By Simon Fearn
It’s a freezing November evening. Steve Beresford and I are precariously carrying a suitcase of instruments aboard a concert venue bobbing on the Thames. We’re here for Boat Ting, a monthly evening of improvised and experimental music and poetry, before Beresford jets off for more gigs in Prague and Utrecht. With a career spanning almost 50 years and credits on over 130 records, Beresford is one of the key players on the British Free Improvisation scene. His diverse array of collaborations include projects with comedian Stewart Lee, Ray Davies of The Kinks and Israeli conductor Ilan Volkov.
Beresford unpacks his suitcase and starts to assemble a cluttered table of tangled wires, unusual instruments and everyday objects that will be coaxed into creating daring new timbres. Tonight he will be performing with an electric ukulele; a thunder tube, beloved of amateur theatre companies and small children; and a 3D postcard he’ll use to make scratching noises (an idea he borrowed from composer and inventor Hugh Davies). Many other objects and instruments are also scattered across the table.
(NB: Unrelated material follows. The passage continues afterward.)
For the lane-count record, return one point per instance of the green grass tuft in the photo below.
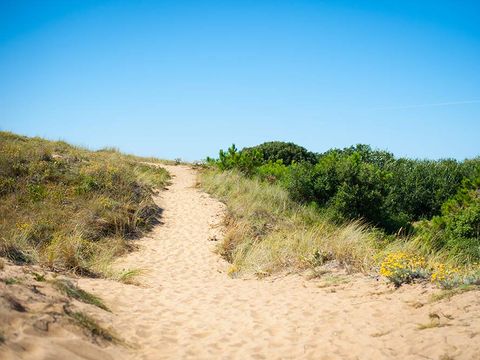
(73, 291)
(83, 320)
Take notation away from classical musicians and they had a nervous breakdown when I was growing up, but the new ones aren’t like that at all.
Originally Beresford moved away from traditional instruments as a matter of convenience when he started out playing with three-piece Bread and Cheese. The small venues they performed in rarely had pianos and the trio were bored of lugging drums up to the upstairs rooms of pubs. Their solution was to start playing tiny toy pianos and other small instruments, following in the footsteps of musicians like Terry Day, who made music from balloons and Coke cans. ‘It wasn’t an idea,’ says Beresford, ‘it was just what worked for that environment.’
Beresford has worked with a huge range of musicians and featured in countless ensembles. His first recording, Journey into Space with Trevor Wishart in 1970, featured the pair playing plastic toy trumpets. ‘It set me on a course,’ he says. In 1979 he played in one of the stranger acts to grace the Top of the Pops stage. The band was The Flying Lizards, who climbed the charts when band leader David Cunningham collaborated with ‘a woman [Deborah Evans-Strickland] who he thought might be able to sing but, it turned out, couldn’t sing at all.’ They performed a surreal rendition of the Motown classic ‘Money (That’s What I Want)’ which reached No. 5 in the charts. Its weirdly deadpan vocals and clunking instrumentation makes its mainstream success all the more surprising. Beresford was on piano (his first instrument) during the Top of the Pops performance, throwing toy guitars and other paraphernalia across the keys during the bridge.
The free improvisation scene has changed a lot since Beresford debuted in the 70s. He says it has moved away from its roots in jazz and edged closer to contemporary classical and sound art. Classical musicians too are letting go of their dependence on sheet music and embracing the virtues of a looser form. Beresford recalls a collaboration with Sonic Youth’s Thurston Moore and the London Sinfonietta in which Moore simply told the ensemble to ‘play in E minor for five minutes and then stop’. Beresford says, ‘It wasn’t like that when I was growing up. Take notation away from classical musicians and they had a nervous breakdown, but the new ones aren’t like that at all.’
In April Beresford will join forces with artist Bianca Regina for the next event in their Unpredictable Series at Ambika P3 in Marylebone, London. The pair will explore the intersection between visual art and improvised music, in particular the way musicians take up painting and vice versa. American composer and saxophonist John Zorn will exhibit a series of montages. ‘I had no idea he did things like that,’ Beresford says. ‘We’d like him to come over and play, but obviously that’s a big deal.’
Back at Boat Ting, a small audience has congregated in the intimate venue. Beresford performs with Sarah Gail Brand on the trombone and the changing soundscapes of his piece are extraordinary. One minute the music sounds like a mosquito’s hum, the next a malfunctioning ukulele, and then a chainsaw leaping through the octaves with the help of a whammy pedal. After the listener has been taken on a hugely varied musical journey, Beresford and Brand simply stop. ‘I think that’s it,’ he says. ‘That feels like the end for me.’
In every performance, these sonic worlds with their bizarre timbres and shifting moods are brought into being by Beresford never to be repeated, alive only in the memories of the audience rather than preserved on manuscript paper. Beresford has certainly chosen an exhilarating musical path, and hearing him once means you’ll be dying to hear where the next improvisation takes him.